What can you tell about the ‘New Valencian School’?
The city of Valencia has always been related to comics. The industry and artists who lived in this city during the decades of the fifties and the sixties of the last century, fought against Barcelona for the capital status of this industry. However this industry became extinct in the 1970s.
The New Valencian School was created by a small group of comic artists who started our careers in the 1980s. We have been considered ligne claire artists, not as a reference to the Franco-Belgian classics, but for our opposition to the underground comic from our colleagues in Barcelona ( linea chunga).
Mariscal, Miguel Calatayud, Daniel Torres, Michamunt, Mique Beltrán and myself will be the important names.
Our main characteristics could be our love for fiction, for the genres, the use of irony and the avant-garde attitude, amongst other things. We have never been an homogenized group, we were a group of Valencian people in the Barcelona of the comics.
What aspect of visual storytelling do you like best?
I entered the comic world from the drawing door, I had studied Fine Arts and my first worry was the image, however over the years I have been giving more importance to the theme, plot, structure, sequencing and stuff like that.
It is difficult to answer the question….I like drawing stories but I also love dreaming and writing them.
The answer could be that I have very little experience in drawing others’ scripts and that has made me develop a relationship of total work with my comics. I think a story, I see it in my mind, I compose a story board as a music score which I put in front of me when I solve the page of the day. I test the most adequate graphic tone and then I ‘carry out’ the story, I make it real.
What is your opinion on comic culture in Spain?
I think Spain has a great comic tradition and a promising present, with hundreds of bookshops specialized in comics all around the country.
The national industry is not as powerful as the French one. The sales figures of comics and books are low in general compared to the French-speaking Europe.
The advantage is that, as it is a smaller industry, it is more flexible and artists have more freedom. Spain has a great number of good professionals in the French market as Munuera, Diaz Canales, Ana Miralles, Pellejero, Paco Roca, Altarriba, etc. We can also find in the English-speaking market Spanish authors such as Salvador Larroca, David Aja, David Rubín, among others.

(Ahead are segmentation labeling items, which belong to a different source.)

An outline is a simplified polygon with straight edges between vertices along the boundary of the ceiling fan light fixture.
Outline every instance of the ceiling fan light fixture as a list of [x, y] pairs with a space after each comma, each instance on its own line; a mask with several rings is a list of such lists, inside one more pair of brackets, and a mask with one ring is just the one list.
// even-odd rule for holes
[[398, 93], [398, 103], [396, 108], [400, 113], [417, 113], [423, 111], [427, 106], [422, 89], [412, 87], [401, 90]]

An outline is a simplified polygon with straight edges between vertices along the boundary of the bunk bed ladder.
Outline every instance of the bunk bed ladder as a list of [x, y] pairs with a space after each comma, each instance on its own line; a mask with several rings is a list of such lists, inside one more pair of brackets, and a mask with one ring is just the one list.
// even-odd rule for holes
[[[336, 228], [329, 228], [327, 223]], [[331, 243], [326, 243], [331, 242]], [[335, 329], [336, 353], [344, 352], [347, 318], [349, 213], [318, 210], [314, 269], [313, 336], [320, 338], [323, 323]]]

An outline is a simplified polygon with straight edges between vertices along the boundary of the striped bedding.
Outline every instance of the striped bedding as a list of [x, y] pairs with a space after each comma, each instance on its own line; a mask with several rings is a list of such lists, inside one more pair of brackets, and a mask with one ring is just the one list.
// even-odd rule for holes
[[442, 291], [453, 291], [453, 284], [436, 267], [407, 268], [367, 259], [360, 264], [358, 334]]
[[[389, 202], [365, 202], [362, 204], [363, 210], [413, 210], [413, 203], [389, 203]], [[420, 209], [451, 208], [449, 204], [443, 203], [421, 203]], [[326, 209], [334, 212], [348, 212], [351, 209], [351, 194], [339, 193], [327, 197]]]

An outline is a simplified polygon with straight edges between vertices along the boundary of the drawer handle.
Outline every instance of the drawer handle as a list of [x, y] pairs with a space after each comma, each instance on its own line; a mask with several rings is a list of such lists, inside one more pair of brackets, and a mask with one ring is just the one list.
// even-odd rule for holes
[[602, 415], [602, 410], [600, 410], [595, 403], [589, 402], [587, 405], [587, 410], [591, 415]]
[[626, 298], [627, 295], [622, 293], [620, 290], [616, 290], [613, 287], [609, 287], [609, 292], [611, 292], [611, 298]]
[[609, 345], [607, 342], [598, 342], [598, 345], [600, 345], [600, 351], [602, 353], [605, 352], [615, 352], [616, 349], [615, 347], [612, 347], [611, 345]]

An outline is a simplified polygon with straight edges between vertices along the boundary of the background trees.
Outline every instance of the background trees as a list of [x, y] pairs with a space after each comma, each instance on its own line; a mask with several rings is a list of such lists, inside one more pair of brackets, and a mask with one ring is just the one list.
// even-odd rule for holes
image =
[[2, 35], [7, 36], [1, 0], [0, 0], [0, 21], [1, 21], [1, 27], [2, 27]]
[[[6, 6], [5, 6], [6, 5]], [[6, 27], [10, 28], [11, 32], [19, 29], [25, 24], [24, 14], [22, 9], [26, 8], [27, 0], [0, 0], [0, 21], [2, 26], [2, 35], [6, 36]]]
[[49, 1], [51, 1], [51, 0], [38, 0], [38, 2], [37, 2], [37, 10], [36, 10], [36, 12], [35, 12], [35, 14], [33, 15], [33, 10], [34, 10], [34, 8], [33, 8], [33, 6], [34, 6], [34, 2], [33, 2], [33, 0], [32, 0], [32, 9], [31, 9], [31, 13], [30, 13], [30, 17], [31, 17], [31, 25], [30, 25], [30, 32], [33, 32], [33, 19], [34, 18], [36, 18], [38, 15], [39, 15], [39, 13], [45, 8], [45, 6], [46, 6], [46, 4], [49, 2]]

Exhibitions, events, presentations, comic conventions…are part of our cities’ cultural life. Every day that passes there are better and more professional works. I am an optimistic person.
What contemporary artists should get more attention from the media?
The world of comics is wide and assorted. Authors like the ones mentioned in the previous answer should get more attention from the media, giving the comics the actual importance they deserve.